10 d) Aufgrund des damit geführten Nachweises, dass der Beklagte zu 2) in vergleichbaren Fällen stets über das Risiko einer dauerhaften
Querschnittslähmung aufgeklärt hat, sowie aufgrund der persönlichen Anhörung des Beklagten zu 2) steht zur Überzeugung des Senats fest,
dass der Beklagte zu 2) den Verstorbenen, Herrn K., am 19.9.1997 in der gebotenen Weise aufgeklärt hat. Dem steht nicht entgegen, dass der
Beklagte zu 2) sich nach seinen Angaben zwar an seine eigenen Ausführungen sowie daran erinnern konnte, dass Herr K. an der Aufklärung
interessiert war und in die Operation einwilligte, aber angab, keine Erinnerung mehr daran zu haben, wie Herr K. auf die Aufklärung über das
Risiko einer Querschnittslähmung reagierte. Im Hinblick darauf, dass das Aufklärungsgespräch bereits längere Zeit zurückliegt, ist es plausibel,
dass dem Beklagten zu 2) vor allem die für ihn wichtigen Punkte des Gesprächs, insb. die letztlich erklärte Einwilligung des Patienten im
Gedächtnis geblieben ist, nicht aber die Einzelheiten des Verlaufs des Gesprächs, das dieser Entscheidungsbildung beim Patienten
vorausgegangen war.
11 e) Ob der Beklagte zu 2) Herrn K. im Rahmen des Aufklärungsgesprächs auch über sonstige Risiken der Operation, insb. das Risiko einer
sonstigen Verschlechterung der neurologischen Situation aufgeklärt hat, ist schon deshalb unerheblich, weil sich dieses Risiko nicht realisiert hat
(BGH v. 15.2.2000 - VI ZR 48/99, MDR 2000, 1012 = MDR 2000, 701 = VersR 2000, 725 [726]). Im Übrigen muss der Arzt - entgegen der
Auffassung des LG - die statistische Häufigkeit von Komplikationen ohnehin nicht ungefragt angeben.

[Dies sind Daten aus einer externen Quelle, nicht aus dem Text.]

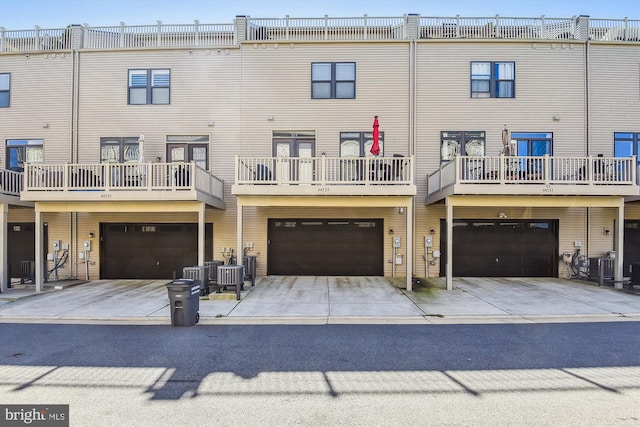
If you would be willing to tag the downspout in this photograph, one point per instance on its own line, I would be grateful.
(587, 106)
(413, 34)
(73, 147)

12 f) Die Aufklärung erfolgte auch - entgegen der Auffassung der Kläger - nicht zu spät. Das Aufklärungsgespräch fand an einem Freitag statt. Der
Beklagte zu 2) hat bei seiner Anhörung erklärt, die Festlegung des Operationstermins auf den darauffolgenden Montag sei erst im Anschluss an
das Gespräch erfolgt. Dem sind die Kläger nicht entgegengetreten. Wurde der Operationstermin aber erst nach der Einwilligungserklärung des
Patienten bestimmt, ist außerdem eine Beeinträchtigung der Entschließungsfreiheit von Herrn K. von den Klägern nicht - wie nötig (BGH v.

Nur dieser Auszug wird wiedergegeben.